His conversion increases the number of Republicans in the House to 232. There are 202 Democrats and one independent.

In April, two-term Rep. Nathan Deal of Georgia became the first GOP convert of the year in the House. Two senators, Richard C. Shelby of Alabama and Ben Nighthorse Campbell of Colorado, have switched since Republicans won control of Congress in last November’s elections.

“In view of the changed dynamics of the House of Representatives after the 1994 elections, my constituency requires me to change my affiliation from the Democratic to the Republican Party if I am to best represent the conservative principles upon which I ran when you elected me,” Laughlin told constituents at a news conference.

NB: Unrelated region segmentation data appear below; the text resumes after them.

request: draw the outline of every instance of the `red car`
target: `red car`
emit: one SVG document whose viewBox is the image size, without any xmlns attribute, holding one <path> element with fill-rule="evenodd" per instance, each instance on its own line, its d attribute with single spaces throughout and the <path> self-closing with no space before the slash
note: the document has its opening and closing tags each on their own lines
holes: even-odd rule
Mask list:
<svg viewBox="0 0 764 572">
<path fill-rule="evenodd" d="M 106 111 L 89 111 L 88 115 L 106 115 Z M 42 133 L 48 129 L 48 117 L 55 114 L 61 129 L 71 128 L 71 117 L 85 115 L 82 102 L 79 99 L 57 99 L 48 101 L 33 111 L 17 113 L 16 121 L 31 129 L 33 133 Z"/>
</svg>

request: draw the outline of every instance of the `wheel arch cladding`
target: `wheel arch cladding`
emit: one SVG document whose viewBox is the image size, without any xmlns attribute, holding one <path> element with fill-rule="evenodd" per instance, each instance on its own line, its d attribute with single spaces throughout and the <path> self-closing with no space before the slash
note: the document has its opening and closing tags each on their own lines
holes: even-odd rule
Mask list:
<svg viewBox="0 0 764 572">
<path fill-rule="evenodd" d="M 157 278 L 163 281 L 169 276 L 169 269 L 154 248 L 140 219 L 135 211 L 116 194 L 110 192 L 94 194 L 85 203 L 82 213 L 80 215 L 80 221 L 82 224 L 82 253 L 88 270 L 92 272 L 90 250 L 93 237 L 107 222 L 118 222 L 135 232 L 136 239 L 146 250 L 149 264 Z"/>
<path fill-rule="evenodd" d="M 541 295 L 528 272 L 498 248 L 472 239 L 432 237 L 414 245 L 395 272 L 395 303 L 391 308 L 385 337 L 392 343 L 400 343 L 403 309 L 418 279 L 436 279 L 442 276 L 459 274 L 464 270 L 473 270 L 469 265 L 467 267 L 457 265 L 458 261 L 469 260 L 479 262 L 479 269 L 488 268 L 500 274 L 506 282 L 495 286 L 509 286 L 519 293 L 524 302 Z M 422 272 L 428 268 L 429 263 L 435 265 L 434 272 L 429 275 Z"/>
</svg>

Noting his party’s increasing advantage, Republican National Committee Chairman Haley Barbour said, “Democrats are voting with their feet - they’re either retiring and going home or switching parties.”

Rep. Martin Frost, DCCC chairman, called on Laughlin to resign and run for the seat as Republican in a special election and to repay more than $79,000 he has received from the campaign committee since 1986.

To win Laughlin over, GOP leaders added a seat on the tax-writing Ways and Means Committee and gave it to him, expanding the Republican majority on the panel to 22 to 15.